The PRA would have allowed recipients of an offending commercial electronic message to seek court ordered “compensation in an amount equal to the actual loss or damage suffered or expenses incurred;” and “up to $200 for each contravention of that provision, not exceeding $1,000,000 for each day on which a contravention occurred.” It was anticipated that the PRA could provide fertile ground for class action lawsuits, especially given the statutory damages allowed for under the law.
The Canadian Marketing Association spearheaded a business coalition with the Canadian Chamber of Commerce to communicate with government policy-makers the widespread concern about the anticipated negative impacts of the PRA. Over the past several years, CMA has created a series of submissions and led numerous meetings with officials and the Minister’s office in persuading the Minister to act on this matter today.
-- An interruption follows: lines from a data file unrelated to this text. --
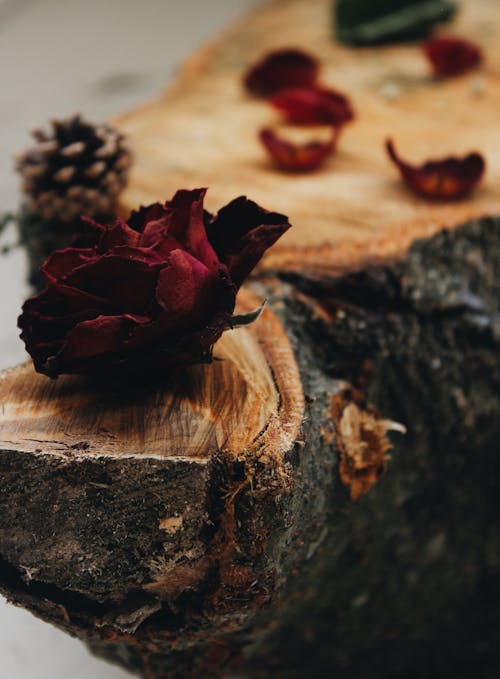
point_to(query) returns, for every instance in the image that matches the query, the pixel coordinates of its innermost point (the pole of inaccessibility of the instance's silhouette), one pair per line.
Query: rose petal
(241, 232)
(62, 262)
(452, 56)
(182, 284)
(313, 106)
(447, 179)
(144, 215)
(129, 284)
(146, 294)
(118, 234)
(280, 69)
(297, 157)
(182, 226)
“CMA believes that the PRA is unnecessary given that Canadian consumers are already well-protected from spam by the three regulators tasked with enforcing CASL,” stated Wally Hill, CMA’s VP of Government & Consumer Affairs. “The Government has made the right decision by indefinitely suspending the PRA provision which would have created a competitive disadvantage for Canadian businesses engaged in digital marketing and e-commerce. CMA looks forward to participating in the future parliamentary review of CASL.”
The PRA announcement is good news; however, CASL compliance should remain a key priority for CMA Members in terms of their electronic messaging campaigns. With the upcoming July 1 expiry of the three-year transitional provisions for implied consents from the pre-CASL era, Members have three weeks for any final efforts to renew the dated consent from these customers.